FOG waste is an innovative collaboration between the city, artists, and the community. As social practice artists and environmental designers, our previous work has focused on creating greater connections between communities and the environments they inhabit. Addressing scale has been integral to that process. Our process requires simultaneously considering the scale of the individual, and the city at large, to bringing community awareness of complex environmental issues. In collaborating with San Jose to address residential FOG waste within the city’s wastewater infrastructure, our process required an understanding of both the social and physical infrastructure of the city on various scales.

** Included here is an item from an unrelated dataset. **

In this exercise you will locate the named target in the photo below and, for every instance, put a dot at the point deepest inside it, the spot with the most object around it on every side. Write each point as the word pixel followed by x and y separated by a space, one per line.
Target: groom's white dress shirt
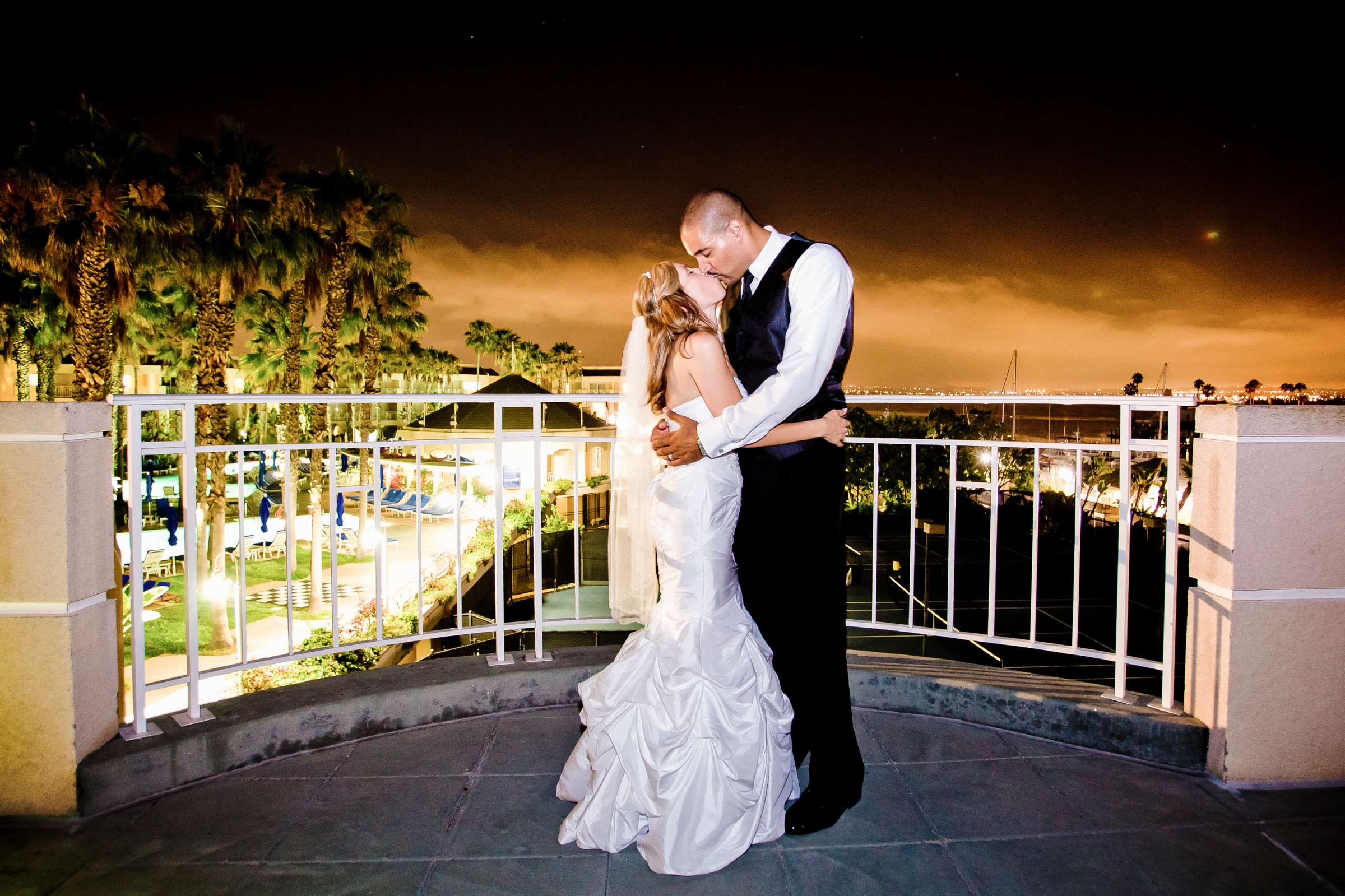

To this end, we developed a participatory exercise with ‘waste recipe cards.’ The community meetings became a chance for the neighborhoods to share the common wastes they encounter in their kitchens. This workshop-type process became a springboard for understanding the kitchen waste management practices and an opportunity to discuss the impact of those practices on neighborhoods, the city, and the environment. It also allowed us to understand better existing priorities, and what elements of the infrastructure system (from the scale of home, neighborhood, city, or the environment) were the most motivating factors towards encouraging best practices.

Additional Information

It is our belief that a single project alone could not successfully address the multiple scales contributing to the physical, environmental, and social conditions impacting San Jose’s waste water infrastructure. In response, our proposal takes a multi-pronged approach to achieving greater awareness. Each intervention addresses a different audience and scale: the individual, the community, the city, and the local ecosystem. This suite of multi-scalar projects draws better connections between the each scale of the city’s system, working strategically to incite community curiosity, to encourage their participation in best kitchen practices, and to become good environmental citizens.